Wednesday, August 23, 2023

To Oslo on the Bergen Railway

 After breakfast on Wednesday, August 3rd, we caught the Flåmsbana for the last time, riding the few minutes to Myrdal, where we had about an hour wait (actually longer, since there was a delay) for the train from Bergen to Oslo.  Like the Flåm Railway, the Bergensbanen is famously scenic.  At this latitude, the treeline is much lower than in, say, Switzerland, so the train passes through a treeless sort of tundra.  I had bought the tickets at home on the Vy (Norwegian railroad) website, and downloaded the Vy app, which proved very useful in handling our various Flåmsbana rides.  I also downloaded the apps for Helsinki and Stockholm transit, but had trouble using the former and turned out to have no need for the latter.  Eventually, the train arrived and we spent five hours or so getting to Oslo Central Station.













We walked from the station up the Karl Johans Gate (the main, largely pedestrianized, promenade to the Royal Palace) then up a block to our hotel, the Hotel Bristol.  This was the nicest hotel on the trip, and the the staff was very cordial and helpful: when we said that we would miss breakfast, because we would have to leave very early to catch our 5:54 train to the airport, they immediately offered to provide a box breakfast at 5:30.

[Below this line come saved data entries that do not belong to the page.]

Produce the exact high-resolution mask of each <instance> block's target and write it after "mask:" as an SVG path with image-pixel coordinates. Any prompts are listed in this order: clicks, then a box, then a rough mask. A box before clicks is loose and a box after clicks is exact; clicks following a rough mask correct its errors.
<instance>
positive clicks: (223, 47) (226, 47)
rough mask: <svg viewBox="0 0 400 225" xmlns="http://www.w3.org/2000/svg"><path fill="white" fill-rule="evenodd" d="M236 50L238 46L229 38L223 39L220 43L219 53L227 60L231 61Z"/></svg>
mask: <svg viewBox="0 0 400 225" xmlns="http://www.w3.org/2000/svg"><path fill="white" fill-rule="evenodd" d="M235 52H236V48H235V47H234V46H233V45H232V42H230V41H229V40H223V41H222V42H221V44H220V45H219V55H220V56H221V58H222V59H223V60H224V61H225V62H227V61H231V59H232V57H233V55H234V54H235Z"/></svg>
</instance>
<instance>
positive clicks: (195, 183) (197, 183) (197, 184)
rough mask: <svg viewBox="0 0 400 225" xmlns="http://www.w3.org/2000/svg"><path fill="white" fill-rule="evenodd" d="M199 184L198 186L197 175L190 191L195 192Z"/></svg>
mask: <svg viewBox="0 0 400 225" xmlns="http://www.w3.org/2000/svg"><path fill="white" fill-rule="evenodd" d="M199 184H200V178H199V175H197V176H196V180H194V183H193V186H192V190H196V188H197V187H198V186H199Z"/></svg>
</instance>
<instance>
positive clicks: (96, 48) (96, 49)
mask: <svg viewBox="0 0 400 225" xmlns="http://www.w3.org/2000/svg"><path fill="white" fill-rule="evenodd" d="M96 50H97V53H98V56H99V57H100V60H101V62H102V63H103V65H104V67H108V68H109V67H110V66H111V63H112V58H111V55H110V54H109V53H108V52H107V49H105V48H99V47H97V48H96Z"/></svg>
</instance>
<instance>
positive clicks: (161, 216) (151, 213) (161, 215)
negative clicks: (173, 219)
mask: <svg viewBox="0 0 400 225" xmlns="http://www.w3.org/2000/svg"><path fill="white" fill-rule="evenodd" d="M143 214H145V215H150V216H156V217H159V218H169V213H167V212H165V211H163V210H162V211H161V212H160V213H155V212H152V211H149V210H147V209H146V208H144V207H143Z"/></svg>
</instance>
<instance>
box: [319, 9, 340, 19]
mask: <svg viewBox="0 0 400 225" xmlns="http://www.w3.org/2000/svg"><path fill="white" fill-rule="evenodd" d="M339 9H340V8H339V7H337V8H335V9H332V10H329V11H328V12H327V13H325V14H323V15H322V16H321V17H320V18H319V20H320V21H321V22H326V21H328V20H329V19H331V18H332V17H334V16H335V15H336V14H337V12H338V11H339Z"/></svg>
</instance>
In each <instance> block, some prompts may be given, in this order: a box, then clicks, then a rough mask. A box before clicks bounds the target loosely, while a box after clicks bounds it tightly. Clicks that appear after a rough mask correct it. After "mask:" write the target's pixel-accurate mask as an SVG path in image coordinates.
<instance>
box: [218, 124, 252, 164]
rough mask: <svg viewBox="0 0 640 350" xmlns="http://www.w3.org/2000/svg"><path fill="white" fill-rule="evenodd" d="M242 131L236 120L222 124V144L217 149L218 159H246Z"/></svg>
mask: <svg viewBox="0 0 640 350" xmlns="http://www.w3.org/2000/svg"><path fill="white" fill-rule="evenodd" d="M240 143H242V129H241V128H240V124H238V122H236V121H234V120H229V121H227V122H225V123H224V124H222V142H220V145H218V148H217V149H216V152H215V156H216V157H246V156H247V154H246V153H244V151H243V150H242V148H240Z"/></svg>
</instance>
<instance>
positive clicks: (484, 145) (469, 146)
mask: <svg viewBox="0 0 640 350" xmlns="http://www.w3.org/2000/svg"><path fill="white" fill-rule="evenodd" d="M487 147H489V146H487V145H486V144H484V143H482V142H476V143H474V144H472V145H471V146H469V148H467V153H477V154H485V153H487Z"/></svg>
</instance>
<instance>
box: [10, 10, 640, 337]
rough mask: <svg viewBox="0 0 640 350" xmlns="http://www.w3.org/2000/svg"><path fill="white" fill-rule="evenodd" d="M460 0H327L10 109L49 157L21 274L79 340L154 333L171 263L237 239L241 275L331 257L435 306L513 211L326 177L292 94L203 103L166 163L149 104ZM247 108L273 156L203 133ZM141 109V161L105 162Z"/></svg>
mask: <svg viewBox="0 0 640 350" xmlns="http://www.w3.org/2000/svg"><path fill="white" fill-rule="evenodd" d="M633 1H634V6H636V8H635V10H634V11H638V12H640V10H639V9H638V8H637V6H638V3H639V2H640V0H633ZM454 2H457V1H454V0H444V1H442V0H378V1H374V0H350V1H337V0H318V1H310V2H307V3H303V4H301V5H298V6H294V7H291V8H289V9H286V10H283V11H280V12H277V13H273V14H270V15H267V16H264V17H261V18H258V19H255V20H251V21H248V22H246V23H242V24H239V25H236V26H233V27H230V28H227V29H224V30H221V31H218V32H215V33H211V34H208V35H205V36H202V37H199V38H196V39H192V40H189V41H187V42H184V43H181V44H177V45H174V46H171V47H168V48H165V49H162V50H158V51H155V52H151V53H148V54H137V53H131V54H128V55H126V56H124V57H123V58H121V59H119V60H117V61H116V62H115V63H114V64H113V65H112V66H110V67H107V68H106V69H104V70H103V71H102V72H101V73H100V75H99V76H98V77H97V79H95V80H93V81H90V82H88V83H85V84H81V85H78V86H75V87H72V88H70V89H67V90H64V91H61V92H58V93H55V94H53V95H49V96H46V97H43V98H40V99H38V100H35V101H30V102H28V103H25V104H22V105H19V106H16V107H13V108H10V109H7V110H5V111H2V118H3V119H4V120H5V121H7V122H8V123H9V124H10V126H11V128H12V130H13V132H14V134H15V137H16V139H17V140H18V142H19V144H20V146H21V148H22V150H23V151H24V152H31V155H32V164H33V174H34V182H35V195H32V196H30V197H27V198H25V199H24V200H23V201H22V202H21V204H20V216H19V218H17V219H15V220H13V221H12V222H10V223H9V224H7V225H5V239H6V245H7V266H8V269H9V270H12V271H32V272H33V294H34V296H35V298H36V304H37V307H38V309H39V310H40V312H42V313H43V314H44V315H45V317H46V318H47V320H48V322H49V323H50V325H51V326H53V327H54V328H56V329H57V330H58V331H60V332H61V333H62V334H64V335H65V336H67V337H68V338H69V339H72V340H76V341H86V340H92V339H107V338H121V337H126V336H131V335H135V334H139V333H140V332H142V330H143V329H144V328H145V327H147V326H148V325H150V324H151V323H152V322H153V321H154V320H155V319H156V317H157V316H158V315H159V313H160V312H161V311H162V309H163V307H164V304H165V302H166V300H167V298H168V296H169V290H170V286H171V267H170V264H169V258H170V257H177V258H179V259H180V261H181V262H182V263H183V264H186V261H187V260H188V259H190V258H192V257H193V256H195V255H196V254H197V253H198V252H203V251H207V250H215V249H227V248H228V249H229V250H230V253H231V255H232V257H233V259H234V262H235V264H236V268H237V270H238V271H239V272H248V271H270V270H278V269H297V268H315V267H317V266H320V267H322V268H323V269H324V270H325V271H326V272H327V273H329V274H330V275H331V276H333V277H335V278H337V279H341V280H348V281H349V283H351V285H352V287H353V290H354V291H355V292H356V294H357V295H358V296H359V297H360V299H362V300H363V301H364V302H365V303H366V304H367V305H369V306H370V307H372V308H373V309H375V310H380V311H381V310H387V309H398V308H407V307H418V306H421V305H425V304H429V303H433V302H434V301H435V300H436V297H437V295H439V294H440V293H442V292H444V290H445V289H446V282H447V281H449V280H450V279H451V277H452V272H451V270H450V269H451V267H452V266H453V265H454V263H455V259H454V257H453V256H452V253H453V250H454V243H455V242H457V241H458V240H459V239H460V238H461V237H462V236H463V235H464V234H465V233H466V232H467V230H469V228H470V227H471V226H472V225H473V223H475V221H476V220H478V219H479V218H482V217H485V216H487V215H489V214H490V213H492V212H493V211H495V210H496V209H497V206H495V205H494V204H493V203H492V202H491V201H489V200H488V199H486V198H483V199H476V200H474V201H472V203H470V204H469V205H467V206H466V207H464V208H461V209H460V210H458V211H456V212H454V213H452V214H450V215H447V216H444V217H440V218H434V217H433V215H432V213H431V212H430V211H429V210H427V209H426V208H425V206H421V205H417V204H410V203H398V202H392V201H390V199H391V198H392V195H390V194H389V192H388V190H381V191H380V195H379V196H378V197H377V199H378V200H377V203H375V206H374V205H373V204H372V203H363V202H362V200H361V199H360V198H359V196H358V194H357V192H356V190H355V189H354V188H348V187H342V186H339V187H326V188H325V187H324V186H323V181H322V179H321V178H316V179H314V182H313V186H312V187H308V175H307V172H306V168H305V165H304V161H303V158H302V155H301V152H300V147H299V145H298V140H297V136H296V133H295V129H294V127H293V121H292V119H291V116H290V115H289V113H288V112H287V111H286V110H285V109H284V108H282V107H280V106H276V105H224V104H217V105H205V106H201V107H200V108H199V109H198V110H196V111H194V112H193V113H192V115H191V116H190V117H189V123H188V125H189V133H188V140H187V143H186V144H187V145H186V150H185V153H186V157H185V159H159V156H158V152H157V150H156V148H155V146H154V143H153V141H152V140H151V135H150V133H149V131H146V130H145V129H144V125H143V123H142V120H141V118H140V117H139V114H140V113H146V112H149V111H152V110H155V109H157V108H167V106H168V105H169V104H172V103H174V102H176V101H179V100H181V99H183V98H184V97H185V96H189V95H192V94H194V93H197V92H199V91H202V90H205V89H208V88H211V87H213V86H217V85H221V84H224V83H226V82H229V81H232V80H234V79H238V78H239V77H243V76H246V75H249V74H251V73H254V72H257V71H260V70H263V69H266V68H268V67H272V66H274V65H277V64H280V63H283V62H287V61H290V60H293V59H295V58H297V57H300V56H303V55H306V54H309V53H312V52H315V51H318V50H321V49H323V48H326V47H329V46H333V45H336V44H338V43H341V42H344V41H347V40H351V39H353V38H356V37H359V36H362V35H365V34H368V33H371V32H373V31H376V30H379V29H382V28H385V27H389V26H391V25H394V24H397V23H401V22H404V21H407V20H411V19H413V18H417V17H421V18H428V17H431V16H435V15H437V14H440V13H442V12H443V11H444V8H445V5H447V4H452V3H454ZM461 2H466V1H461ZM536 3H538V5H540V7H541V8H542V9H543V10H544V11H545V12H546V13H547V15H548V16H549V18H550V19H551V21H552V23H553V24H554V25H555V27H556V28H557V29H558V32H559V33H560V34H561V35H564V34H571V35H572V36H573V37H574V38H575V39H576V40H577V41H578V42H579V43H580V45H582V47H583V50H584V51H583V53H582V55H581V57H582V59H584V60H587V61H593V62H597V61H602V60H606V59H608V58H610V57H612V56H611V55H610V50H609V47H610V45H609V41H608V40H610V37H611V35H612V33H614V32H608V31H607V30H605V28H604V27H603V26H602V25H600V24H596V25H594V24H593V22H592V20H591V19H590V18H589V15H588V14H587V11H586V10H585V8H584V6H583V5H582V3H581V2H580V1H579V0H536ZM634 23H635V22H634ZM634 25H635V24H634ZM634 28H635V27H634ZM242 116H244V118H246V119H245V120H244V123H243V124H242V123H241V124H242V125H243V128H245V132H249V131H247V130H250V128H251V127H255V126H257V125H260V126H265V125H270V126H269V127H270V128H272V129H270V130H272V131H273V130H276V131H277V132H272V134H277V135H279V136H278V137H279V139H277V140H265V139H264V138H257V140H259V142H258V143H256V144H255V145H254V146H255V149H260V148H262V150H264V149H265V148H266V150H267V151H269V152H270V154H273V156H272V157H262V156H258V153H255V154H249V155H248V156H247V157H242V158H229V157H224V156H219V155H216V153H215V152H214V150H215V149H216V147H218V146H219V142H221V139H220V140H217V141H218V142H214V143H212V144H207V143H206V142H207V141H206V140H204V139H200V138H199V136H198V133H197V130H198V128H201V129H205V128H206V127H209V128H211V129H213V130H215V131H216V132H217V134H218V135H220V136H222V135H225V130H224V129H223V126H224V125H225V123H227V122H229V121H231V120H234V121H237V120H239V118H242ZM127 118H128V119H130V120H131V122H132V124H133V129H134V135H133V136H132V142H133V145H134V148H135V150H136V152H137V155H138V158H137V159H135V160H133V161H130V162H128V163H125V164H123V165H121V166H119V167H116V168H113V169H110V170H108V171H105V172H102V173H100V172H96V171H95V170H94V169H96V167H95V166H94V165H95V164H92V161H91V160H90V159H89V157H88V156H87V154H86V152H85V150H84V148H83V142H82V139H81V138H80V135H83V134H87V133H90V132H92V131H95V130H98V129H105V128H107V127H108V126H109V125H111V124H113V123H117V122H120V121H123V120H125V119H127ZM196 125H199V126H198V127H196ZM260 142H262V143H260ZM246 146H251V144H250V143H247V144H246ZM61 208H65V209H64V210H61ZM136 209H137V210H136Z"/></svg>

It was raining, on and off, and cool.  We got a late lunch (sandwiches) around the corner at United Bakeries (okay, but not as good as the sandwiches we had in Flåm).  Then, we followed, more or less, part of the walking tour in Rick Steves's Scandinavia guidebook.  There was a pro-Ukrainian demonstration at the parliament building.  We couldn't get into the 1930s art deco city hall.  













We followed the Harbor Promenade around Akershus fortress to the modern Opera House, and walked up onto the roof.














We had trouble figuring out where to have dinner, but settled on the Grand Café (where the playwright Henrik Ibsen had eaten lunch every day, back in the nineteenth century).  We had a decent dinner out on the terrace facing Karl Johans Gate (gate, Norwegian for “street,” not the English “gate”).